S&P downgrades Ukio

  • 2008-08-27
  • By Mike Collier
VILNIUS - Rating agency Standard & Poor's said on August 26th that it had revised its outlook on Lithuanian AB Ukio Bankas to negative from stable.

At the same time, the 'BB' long-term ratings  and 'B' short-term ratings on the bank were affirmed.

The outlook revision on Ukio reflects what S&P believes is "the bank's  heightened credit risks arising from uncertain economic prospects in Lithuania where the bank operates."
"In addition to the deteriorating economic conditions, we believe that  Ukio's credit risks have increased because the bank has experienced very high  loan growth in the past 12 months in an untested operating environment that is  exposed to macroeconomic overheating," said Standard & Poor's credit analyst
Miguel Pintado.

"Standard & Poor's considers that Ukio is exposed to high credit risk through its loan portfolio growth of over 100% in the last 18 months. This is well above the overall Lithuanian market lending growth rate, and most of the loans are to the riskier small and midsize enterprises and  retail leasing sectors."

Although asset quality indicators remain at "relatively comfortable" levels, the first six months of 2008 have already seen a deterioration, with nonperforming loans increasing, S&P noted.

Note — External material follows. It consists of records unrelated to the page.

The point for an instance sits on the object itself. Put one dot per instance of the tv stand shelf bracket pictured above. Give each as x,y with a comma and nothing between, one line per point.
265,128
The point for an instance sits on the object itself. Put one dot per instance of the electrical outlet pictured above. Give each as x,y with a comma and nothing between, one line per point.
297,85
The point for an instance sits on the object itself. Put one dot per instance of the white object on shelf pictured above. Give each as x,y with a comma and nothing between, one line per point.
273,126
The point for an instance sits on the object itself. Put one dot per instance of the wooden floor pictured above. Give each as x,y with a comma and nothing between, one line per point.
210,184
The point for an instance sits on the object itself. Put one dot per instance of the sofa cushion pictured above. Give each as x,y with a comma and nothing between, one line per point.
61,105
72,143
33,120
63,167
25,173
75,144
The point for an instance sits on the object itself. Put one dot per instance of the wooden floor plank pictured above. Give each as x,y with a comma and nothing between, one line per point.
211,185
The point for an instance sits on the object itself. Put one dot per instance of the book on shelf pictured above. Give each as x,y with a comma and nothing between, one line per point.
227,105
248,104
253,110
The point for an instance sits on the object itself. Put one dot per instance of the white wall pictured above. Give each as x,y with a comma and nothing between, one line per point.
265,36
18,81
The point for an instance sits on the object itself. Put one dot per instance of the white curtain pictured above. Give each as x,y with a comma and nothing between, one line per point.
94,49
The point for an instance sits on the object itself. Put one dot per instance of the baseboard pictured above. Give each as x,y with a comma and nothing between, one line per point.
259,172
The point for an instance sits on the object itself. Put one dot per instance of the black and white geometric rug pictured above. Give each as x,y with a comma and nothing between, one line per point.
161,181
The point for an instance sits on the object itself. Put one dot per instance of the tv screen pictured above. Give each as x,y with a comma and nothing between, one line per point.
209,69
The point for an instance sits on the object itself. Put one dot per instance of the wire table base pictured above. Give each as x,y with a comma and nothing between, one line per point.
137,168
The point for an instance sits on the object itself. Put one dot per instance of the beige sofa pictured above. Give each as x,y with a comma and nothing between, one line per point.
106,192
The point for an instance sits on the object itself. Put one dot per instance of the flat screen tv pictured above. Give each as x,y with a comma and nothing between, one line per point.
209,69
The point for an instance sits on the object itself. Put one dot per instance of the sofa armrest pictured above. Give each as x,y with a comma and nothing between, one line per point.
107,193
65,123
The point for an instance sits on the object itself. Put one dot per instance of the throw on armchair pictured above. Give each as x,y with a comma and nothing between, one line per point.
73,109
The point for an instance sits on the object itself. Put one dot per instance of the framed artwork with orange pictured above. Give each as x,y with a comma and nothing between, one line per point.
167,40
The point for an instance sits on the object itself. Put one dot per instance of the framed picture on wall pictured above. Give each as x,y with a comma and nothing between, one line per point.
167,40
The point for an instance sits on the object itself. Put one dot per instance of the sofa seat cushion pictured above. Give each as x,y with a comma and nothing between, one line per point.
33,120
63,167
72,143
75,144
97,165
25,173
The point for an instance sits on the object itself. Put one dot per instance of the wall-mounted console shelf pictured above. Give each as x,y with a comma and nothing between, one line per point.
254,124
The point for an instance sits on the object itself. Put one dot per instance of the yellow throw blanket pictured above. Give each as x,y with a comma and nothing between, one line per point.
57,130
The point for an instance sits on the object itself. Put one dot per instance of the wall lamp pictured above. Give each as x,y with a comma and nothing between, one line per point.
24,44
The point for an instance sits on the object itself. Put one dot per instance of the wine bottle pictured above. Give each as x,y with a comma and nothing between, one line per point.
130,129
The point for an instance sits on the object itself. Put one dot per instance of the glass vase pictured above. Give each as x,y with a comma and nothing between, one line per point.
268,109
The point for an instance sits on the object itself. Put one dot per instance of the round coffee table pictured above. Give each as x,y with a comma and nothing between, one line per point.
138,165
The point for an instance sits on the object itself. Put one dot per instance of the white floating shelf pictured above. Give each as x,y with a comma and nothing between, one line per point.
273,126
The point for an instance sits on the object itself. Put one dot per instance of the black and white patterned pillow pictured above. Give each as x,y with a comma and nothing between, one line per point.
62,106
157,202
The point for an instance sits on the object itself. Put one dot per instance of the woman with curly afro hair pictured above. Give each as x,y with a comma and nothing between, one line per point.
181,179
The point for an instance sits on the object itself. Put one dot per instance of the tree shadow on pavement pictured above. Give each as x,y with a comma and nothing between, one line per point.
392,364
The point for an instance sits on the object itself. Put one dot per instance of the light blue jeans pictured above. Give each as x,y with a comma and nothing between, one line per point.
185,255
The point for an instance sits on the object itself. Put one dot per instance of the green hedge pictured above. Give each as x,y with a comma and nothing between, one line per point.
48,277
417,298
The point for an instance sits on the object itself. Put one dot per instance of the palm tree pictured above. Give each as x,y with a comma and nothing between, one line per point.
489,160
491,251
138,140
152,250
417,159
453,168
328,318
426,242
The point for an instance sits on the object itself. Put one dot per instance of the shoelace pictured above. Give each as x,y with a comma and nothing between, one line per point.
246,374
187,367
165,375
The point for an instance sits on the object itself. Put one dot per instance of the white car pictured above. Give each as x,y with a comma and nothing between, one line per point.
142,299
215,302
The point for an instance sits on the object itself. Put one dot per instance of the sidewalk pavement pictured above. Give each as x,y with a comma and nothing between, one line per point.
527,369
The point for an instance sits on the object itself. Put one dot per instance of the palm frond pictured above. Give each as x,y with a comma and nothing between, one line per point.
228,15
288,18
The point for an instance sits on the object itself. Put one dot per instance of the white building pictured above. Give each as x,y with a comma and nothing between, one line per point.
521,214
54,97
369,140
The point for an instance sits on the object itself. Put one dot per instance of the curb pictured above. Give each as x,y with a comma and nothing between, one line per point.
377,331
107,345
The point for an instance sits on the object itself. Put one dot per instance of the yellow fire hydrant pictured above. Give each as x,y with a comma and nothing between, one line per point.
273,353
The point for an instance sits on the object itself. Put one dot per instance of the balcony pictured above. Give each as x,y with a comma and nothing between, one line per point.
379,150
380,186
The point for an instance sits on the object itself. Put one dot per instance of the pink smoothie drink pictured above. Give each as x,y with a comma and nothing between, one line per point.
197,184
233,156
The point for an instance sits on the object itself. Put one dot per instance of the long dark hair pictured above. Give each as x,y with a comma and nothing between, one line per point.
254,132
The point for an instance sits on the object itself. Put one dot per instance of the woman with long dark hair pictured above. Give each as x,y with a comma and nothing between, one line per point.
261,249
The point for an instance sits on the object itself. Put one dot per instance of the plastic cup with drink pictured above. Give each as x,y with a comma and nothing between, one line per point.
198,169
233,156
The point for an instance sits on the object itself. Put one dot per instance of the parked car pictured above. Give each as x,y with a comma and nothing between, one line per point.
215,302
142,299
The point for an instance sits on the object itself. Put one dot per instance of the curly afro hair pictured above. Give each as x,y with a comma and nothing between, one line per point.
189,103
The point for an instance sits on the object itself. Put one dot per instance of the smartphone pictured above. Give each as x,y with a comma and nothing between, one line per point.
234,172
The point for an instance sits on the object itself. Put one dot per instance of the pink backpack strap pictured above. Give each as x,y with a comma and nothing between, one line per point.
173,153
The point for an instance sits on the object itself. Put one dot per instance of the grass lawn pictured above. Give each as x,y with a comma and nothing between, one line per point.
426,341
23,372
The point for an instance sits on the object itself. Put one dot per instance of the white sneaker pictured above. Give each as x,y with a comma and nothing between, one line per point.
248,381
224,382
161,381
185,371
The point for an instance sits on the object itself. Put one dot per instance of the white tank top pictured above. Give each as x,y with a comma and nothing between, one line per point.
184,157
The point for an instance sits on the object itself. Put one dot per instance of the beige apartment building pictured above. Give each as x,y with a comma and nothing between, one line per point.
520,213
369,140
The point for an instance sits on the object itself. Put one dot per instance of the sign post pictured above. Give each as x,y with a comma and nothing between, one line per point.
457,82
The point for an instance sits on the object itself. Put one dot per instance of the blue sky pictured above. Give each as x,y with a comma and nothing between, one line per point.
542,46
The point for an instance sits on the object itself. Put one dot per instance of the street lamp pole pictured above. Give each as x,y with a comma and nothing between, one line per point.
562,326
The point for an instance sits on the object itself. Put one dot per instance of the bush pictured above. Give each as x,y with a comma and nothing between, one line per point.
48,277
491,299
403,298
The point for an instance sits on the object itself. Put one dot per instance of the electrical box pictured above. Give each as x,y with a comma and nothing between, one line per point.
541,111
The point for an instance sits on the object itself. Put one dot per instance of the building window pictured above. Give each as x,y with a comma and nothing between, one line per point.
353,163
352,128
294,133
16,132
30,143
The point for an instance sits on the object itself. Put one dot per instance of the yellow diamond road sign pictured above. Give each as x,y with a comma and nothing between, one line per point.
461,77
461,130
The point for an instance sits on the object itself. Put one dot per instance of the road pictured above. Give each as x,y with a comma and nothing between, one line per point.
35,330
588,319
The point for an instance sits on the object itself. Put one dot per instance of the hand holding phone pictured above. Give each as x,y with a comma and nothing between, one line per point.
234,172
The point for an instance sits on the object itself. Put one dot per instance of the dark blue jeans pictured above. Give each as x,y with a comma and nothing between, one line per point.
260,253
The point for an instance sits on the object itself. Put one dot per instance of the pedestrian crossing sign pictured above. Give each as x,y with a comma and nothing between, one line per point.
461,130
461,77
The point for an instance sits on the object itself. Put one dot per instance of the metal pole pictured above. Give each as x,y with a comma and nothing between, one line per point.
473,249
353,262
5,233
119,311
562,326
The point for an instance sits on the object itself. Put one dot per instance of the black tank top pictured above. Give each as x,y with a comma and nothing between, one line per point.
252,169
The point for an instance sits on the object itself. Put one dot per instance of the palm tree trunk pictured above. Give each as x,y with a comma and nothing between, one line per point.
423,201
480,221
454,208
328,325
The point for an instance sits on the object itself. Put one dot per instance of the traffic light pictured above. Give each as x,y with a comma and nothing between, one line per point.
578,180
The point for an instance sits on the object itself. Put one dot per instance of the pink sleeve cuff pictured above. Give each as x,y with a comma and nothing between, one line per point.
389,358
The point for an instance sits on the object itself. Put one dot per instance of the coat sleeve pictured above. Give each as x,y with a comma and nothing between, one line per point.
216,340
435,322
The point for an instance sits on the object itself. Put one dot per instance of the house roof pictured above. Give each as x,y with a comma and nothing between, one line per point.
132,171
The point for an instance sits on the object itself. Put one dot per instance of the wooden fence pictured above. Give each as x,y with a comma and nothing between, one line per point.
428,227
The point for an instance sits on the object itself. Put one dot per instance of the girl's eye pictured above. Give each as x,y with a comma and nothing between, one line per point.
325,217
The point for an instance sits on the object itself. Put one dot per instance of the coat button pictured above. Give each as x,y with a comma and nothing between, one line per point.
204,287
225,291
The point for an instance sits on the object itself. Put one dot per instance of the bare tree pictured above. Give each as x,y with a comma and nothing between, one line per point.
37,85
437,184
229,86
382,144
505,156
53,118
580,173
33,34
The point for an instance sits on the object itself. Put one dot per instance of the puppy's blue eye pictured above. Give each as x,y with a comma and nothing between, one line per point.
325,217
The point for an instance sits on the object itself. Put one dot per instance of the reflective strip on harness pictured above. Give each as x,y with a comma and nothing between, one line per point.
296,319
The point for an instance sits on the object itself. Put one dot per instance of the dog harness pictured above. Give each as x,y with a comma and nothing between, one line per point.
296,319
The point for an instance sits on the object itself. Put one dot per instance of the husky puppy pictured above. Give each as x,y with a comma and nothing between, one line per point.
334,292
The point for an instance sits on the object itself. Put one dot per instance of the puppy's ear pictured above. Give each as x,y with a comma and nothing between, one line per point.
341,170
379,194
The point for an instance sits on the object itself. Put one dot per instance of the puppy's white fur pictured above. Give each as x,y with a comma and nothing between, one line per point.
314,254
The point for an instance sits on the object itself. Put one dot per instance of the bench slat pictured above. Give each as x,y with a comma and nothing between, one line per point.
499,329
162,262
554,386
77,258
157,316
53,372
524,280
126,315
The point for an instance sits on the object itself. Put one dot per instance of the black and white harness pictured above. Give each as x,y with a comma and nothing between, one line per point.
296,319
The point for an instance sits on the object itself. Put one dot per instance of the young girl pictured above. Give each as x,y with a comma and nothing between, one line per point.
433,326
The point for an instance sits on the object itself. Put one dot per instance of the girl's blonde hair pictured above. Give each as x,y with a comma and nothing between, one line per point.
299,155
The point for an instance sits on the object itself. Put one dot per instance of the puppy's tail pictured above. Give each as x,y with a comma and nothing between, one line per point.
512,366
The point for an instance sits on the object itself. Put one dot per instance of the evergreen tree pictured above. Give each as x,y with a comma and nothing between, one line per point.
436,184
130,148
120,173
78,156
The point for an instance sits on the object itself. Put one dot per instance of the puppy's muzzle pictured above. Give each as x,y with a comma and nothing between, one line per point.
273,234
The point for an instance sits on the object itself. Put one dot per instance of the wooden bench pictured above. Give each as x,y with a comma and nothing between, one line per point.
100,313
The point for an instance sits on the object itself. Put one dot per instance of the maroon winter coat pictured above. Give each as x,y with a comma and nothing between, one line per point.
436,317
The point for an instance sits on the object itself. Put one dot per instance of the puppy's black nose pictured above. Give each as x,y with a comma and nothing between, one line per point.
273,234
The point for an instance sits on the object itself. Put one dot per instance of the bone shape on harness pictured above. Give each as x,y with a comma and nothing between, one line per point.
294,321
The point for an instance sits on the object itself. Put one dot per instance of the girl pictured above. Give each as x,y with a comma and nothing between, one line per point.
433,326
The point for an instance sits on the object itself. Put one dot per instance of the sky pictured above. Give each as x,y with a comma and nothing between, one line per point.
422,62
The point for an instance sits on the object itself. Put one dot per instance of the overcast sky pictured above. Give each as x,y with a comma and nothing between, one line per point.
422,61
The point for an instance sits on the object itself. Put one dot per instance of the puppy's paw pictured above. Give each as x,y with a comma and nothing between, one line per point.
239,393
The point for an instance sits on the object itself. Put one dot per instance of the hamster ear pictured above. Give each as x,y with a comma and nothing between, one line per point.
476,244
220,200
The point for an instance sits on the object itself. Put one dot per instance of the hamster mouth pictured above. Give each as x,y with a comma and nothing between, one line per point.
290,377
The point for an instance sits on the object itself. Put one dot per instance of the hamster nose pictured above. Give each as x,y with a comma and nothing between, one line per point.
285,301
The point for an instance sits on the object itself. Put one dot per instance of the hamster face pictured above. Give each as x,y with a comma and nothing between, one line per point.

Standard & Poor's considers that Ukio is likely to face increased  pressure on its asset quality as the economic conditions in Lithuania  deteriorate. The outlook also factors in the expectation that Ukio will be  able to maintain its relatively good financial performance and garnering of  market shares in core business lines, while maintaining capital levels.
"The outlook could revert to stable if our concerns over the operating environment abate and the bank's asset quality proves resilient while it continues to deliver sustained profitability and strengthen its commercial and
financial position. Conversely, a weakening financial profile or operating environment, contributing to higher credit or market risks, could put downward pressure on the ratings," S&P said.